The PS19 mouse model harbors the T34 isoform of microtubule-associated protein tau with one N-terminal insert and four microtubule binding repeats (1N4R) encoding the human P301S mutation, all driven by the mouse prion protein promoter. These mice are useful in studying neurofibrillary tangles, neurodegenerative tauopathy and Alzheimer's disease.
Virginia M Lee, University of Pennsylvania
These PS19 transgenic mice (P301S Tg mice) express the P301S mutant form of human microtubule-associated protein tau (MAPT), under the direction of the mouse prion protein promoter (Prnp). The expression of the mutant human MAPT is five-fold higher than the expression of the endogenous mouse MAPT protein. Hyperphosphorylated, insoluble mutant human MAPT protein in the brain accumulates with age causing decreased microtubule binding/density. At three months of age, transgenic mice exhibit clasping and limb retraction when lifted by the tail, which progresses to limb weakness. By ten months of age the mice exhibit a hunched back and paralysis, followed by inability to feed. Transgenic mice have a median lifespan of approximately nine months with approximately 80% dying by 12 months.

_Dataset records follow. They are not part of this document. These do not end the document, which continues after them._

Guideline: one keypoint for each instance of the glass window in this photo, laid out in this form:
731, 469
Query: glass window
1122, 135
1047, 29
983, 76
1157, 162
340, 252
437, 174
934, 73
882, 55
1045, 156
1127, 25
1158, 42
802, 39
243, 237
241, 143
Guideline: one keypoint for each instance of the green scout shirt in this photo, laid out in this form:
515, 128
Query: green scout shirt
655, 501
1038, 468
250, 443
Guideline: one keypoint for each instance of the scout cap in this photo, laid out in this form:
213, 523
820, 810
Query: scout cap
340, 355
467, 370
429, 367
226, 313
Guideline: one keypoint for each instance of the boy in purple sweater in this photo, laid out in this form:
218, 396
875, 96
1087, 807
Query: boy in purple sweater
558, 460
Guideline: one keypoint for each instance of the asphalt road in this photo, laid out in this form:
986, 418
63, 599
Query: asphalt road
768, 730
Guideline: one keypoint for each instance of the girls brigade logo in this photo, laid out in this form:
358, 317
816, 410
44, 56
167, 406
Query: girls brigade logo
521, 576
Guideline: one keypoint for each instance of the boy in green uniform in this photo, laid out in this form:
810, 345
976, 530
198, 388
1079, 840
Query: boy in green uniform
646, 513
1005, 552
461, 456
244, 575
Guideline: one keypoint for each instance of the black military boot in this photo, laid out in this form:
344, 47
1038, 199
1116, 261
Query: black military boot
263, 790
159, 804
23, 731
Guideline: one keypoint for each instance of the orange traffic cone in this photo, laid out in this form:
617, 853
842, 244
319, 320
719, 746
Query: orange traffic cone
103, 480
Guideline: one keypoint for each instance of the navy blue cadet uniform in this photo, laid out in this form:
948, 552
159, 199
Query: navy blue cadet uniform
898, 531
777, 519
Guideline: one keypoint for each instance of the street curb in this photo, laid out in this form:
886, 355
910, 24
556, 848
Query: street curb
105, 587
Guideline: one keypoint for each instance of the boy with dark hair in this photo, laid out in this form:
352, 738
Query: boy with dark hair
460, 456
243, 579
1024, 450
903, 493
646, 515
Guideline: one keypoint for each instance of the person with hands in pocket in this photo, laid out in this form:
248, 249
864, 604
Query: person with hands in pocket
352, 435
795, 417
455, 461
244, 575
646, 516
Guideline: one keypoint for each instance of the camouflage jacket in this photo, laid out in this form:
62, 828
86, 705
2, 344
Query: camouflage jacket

Histological analysis reveals neuron degeneration in hippocampus and ventricular dilatation (brain atrophy) by eight months of age, although significant neuron degeneration in the hippocampus occurs at approximately nine months of age. Neuron loss spreads to the amygdala, neocortex and entorhinal cortex by 12 months of age. Defective translocation of endoplasmic reticulum proteins in affected neurons is observed as early as three months of age. The onset of neurofibrillay tangle formation in the neocortex, amygdala, hippocampus, brain stem and spinal cord is five months of age. Transgenic mice display neuroinflammation with microglial activation and astrogliosis. The ultrastructure of the neurofibrillay tangle-like lesions detected is similar to that found in brain lesions of human Alzheimer's disease and tauopathy patients. Degradation of synaptic function is significant by six months of age. These mice cannot be bred to homozygosity as homozygous females do not mate.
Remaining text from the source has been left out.